Tuesday, May 17, 2005

Newsweek not at fault for riots.

First this, from the International Information Program from the US government.

The chairman of the U.S. Joint Chiefs of Staff says a report from Afghanistan suggests that rioting in Jalalabad on May 11 was not necessarily connected to press reports that the Quran might have been desecrated in the presence of Muslim prisoners held in U.S. custody at Guantanamo Bay, Cuba.

Air Force General Richard Myers told reporters at the Pentagon May 12 that he has been told that the Jalalabad, Afghanistan, rioting was related more to the ongoing political reconciliation process in Afghanistan than anything else.

According to initial reports, the situation in Jalalabad began on May 10 with peaceful student protests reacting to a report in Newsweek magazine that U.S. military interrogators questioning Muslim detainees at the Guantanamo detention center “had placed Quran s on toilets, and in at least one case flushed a holy book.” By the following day the protests in the city had turned violent with reports of several individuals killed, dozens wounded, and widespread looting of government, diplomatic and nongovernmental assets.

However, Myers said an after-action report provided by U.S. Army Lieutenant General Karl Eikenberry, commander of the Combined Forces in Afghanistan, indicated that the political violence was not, in fact, connected to the magazine report.

Got that? Not connected. Our invasions that have not done much to improve life of Afghans, Iraqis, and our support of brutal regimes in the region have done far more damage than a weekly news mag could do.

But that doesn't keep the White House and Faux News from piling on. The White House apparently wants Newsweek to take over patrols of Kabul. From the yahoo news story linked above,

The White House says Newsweek took a "good first step" by retracting its story that U.S. investigators found evidence interrogators at Guantanamo Bay desecrated the Quran, but it wants the magazine to do more to repair damage caused by the article.

...

"The report had real consequences," White House press secretary Scott McClellan said Monday. "People have lost their lives. Our image abroad has been damaged. There are some who are opposed to the United States and what we stand for who have sought to exploit this allegation. It will take work to undo what can be undone."
Well, shit, Scotty. Did Newsweek fix the intel on Iraq? Did Newsweek let Bin Ladin go at Tora Bora? Did Newsweek arrest scores of Afghans, put them in a makeshift prison, abuse them and then let them go with no charges? Dumbass. AmericaBlog has similar commentary.
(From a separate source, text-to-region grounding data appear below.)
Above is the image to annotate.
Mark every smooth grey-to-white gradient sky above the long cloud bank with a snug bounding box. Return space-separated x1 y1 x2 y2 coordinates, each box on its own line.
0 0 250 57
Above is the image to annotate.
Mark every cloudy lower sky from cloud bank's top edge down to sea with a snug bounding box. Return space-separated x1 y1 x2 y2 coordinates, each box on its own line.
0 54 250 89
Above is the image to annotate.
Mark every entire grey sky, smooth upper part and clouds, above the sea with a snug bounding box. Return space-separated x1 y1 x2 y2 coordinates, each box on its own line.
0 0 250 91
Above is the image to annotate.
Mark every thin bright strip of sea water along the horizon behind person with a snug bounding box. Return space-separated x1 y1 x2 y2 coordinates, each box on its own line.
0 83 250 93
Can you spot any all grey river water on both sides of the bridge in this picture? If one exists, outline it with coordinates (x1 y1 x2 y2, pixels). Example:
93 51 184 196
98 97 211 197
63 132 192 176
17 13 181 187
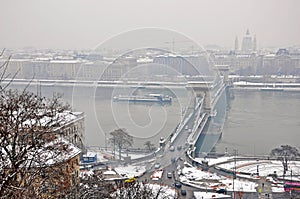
7 84 300 155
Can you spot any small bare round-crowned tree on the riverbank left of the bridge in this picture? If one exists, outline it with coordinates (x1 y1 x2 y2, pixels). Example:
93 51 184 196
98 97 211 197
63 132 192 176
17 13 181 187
109 129 133 160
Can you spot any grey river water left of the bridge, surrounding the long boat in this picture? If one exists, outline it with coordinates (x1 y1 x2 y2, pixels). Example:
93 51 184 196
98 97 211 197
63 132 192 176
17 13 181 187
11 84 190 148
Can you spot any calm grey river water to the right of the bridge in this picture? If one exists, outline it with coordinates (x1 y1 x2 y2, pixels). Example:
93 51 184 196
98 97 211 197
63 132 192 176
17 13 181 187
216 90 300 155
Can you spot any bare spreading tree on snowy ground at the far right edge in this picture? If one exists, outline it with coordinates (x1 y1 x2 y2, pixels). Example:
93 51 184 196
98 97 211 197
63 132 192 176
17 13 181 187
270 145 300 175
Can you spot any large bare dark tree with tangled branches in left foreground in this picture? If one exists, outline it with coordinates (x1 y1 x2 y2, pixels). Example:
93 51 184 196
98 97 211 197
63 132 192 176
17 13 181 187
0 52 78 198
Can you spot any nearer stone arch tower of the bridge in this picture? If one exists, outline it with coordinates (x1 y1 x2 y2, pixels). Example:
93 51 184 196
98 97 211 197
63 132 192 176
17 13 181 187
187 82 212 113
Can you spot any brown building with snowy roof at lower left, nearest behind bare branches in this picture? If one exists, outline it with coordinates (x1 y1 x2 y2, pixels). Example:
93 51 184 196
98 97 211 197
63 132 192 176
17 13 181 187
0 138 81 198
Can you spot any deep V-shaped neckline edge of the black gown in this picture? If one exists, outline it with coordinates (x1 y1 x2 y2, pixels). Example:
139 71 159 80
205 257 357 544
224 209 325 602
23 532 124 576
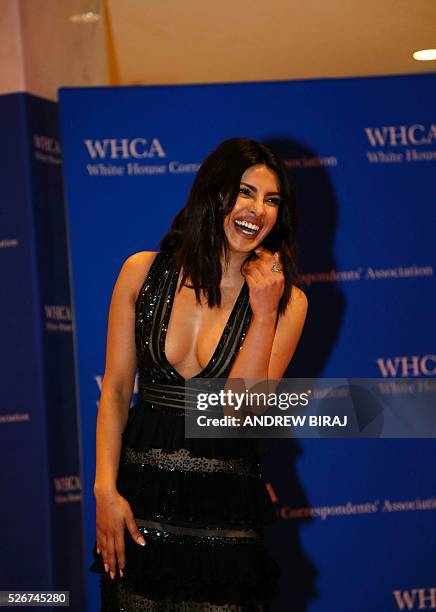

Keith Olberman, who may be the only sane person on MSNBC had this to say,

I smell something - and it ain’t a copy of the Qu’ran sopping wet from being stuck in a toilet in Guantanamo Bay. It’s the ink drying on Scott McClellan’s resignation, and in an only partly imperfect world, it would be drifting out over Washington, and imminently.

Last Thursday, General Richard Myers, the Chairman of the Joint Chiefs of Staff, and Donald Rumsfeld’s go-to guy whenever the situation calls for the kind of gravitas the Secretary himself can’t supply, told reporters at the Pentagon that rioting in Afghanistan was related more to the on-going political reconciliation process there, than it was to a controversial note buried in the pages of Newsweek claiming that the government was investigating whether or not some nitwit interrogator at Gitmo really had desecrated a Muslim holy book.

But Monday afternoon, while offering himself up to the networks for a series of rare, almost unprecedented sit-down interviews on the White House lawn, Press Secretary McClellan said, in effect, that General Myers, and the head of the after-action report following the disturbances in Jalalabad, Lieutenant General Karl Eikenberry, were dead wrong. The Newsweek story, McClellan said, “has done damage to our image abroad and it has done damage to the credibility of the media and Newsweek in particular. People have lost lives. This report has had serious consequences."

Ah, the party of personal responsibility.